Ever since listening to Jacob Kimmel on Dwarkesh’s Podcast I was wondering about the following question: Given that you inject an LNP-mRNA vaccine (e.g. the BioNTech-Pfizer vaccine) in a random location, for example your arm, how do you make sure that whatever protein is encoded on your mRNA is only expressed in the right cell type?

This actually matters because quite a lot because your LNP will concentrate in a few off-target locations and high expression in those cell-type may cause unwanted toxicity. From a BioNTech-EU report:

Over 48 hours, distribution was mainly observed to liver, adrenal glands, spleen and ovaries, with maximum concentrations observed at 8-48 hours post-dose.

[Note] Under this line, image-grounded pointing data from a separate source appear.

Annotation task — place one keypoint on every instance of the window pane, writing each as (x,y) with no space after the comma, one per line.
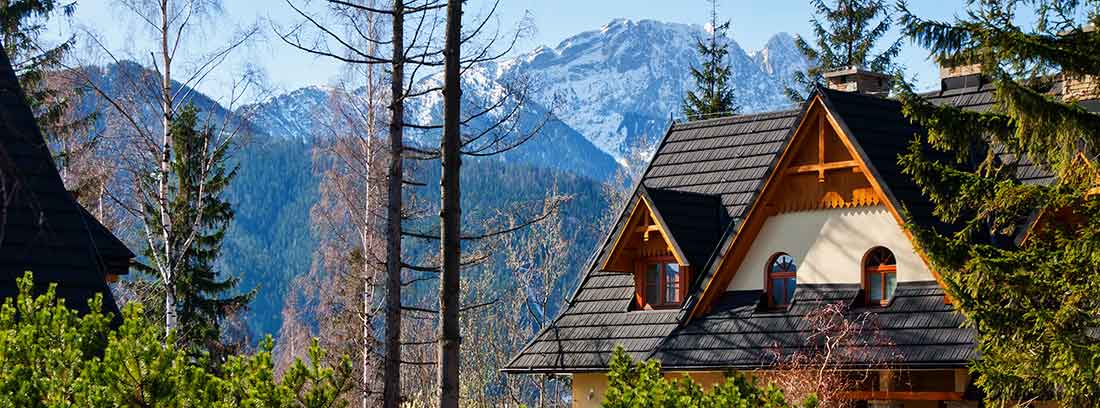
(875,286)
(777,291)
(891,284)
(652,283)
(671,283)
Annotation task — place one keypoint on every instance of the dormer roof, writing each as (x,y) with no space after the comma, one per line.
(732,160)
(43,228)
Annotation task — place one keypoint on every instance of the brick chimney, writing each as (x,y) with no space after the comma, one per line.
(1078,87)
(857,79)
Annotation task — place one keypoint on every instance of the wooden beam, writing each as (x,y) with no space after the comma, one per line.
(906,396)
(821,150)
(824,166)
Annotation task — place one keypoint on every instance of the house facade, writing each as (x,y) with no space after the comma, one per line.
(743,228)
(43,229)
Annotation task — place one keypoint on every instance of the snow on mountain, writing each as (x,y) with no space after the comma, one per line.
(780,58)
(622,84)
(295,114)
(617,86)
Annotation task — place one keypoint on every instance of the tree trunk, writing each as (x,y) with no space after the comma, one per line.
(166,265)
(392,361)
(450,213)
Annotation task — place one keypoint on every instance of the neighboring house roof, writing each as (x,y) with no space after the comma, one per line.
(730,158)
(43,228)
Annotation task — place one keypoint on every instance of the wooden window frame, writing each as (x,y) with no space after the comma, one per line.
(640,283)
(882,271)
(768,276)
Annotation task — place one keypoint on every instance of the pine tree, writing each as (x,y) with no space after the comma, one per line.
(22,22)
(714,94)
(1032,298)
(199,177)
(845,39)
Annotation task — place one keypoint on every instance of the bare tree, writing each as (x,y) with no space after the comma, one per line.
(482,129)
(837,340)
(521,290)
(173,23)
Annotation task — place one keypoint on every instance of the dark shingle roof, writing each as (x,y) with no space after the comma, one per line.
(695,221)
(728,157)
(917,329)
(44,230)
(702,171)
(728,160)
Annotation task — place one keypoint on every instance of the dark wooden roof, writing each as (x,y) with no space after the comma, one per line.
(916,329)
(695,221)
(728,160)
(702,171)
(43,228)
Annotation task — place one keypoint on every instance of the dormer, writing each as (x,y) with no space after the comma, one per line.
(647,246)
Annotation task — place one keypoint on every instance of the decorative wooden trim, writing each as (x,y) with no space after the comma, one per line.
(750,227)
(735,252)
(644,220)
(889,199)
(903,396)
(821,167)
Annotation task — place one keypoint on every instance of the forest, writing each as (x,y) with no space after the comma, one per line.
(426,227)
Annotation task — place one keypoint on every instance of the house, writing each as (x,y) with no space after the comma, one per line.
(743,227)
(43,229)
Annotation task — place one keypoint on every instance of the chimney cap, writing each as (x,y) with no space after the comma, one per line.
(853,70)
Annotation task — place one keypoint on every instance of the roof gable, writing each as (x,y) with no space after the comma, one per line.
(645,233)
(44,230)
(822,150)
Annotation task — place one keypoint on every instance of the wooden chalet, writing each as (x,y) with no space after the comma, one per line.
(43,229)
(743,225)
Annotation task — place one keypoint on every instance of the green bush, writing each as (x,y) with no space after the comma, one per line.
(633,384)
(52,356)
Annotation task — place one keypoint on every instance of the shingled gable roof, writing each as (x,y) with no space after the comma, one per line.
(714,162)
(732,157)
(44,230)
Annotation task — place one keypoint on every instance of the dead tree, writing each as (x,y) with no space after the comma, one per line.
(450,213)
(415,52)
(359,47)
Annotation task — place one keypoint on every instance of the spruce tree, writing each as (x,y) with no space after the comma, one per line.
(846,37)
(22,22)
(1031,296)
(714,94)
(199,178)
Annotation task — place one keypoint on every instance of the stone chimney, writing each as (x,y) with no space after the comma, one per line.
(959,76)
(857,79)
(1078,87)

NewLimit, Jacob Kimmels longevity company, cleverly exploits this skewed biodistribution by targeting liver cells for their first program. However, all current and future programs targeting other cell types will deal with this issue in the near-term. The chemists among you would raise a finger and say: “Oh but we will make sure the LNP doesn’t go into the wrong cells in the first place!”. This is a very valid argument but just one lever that we can exploit. The other lever that I got interested in is: assuming your LNP does go to the wrong cell, how do we minimize payload expression while we wait for the mRNA to get degraded?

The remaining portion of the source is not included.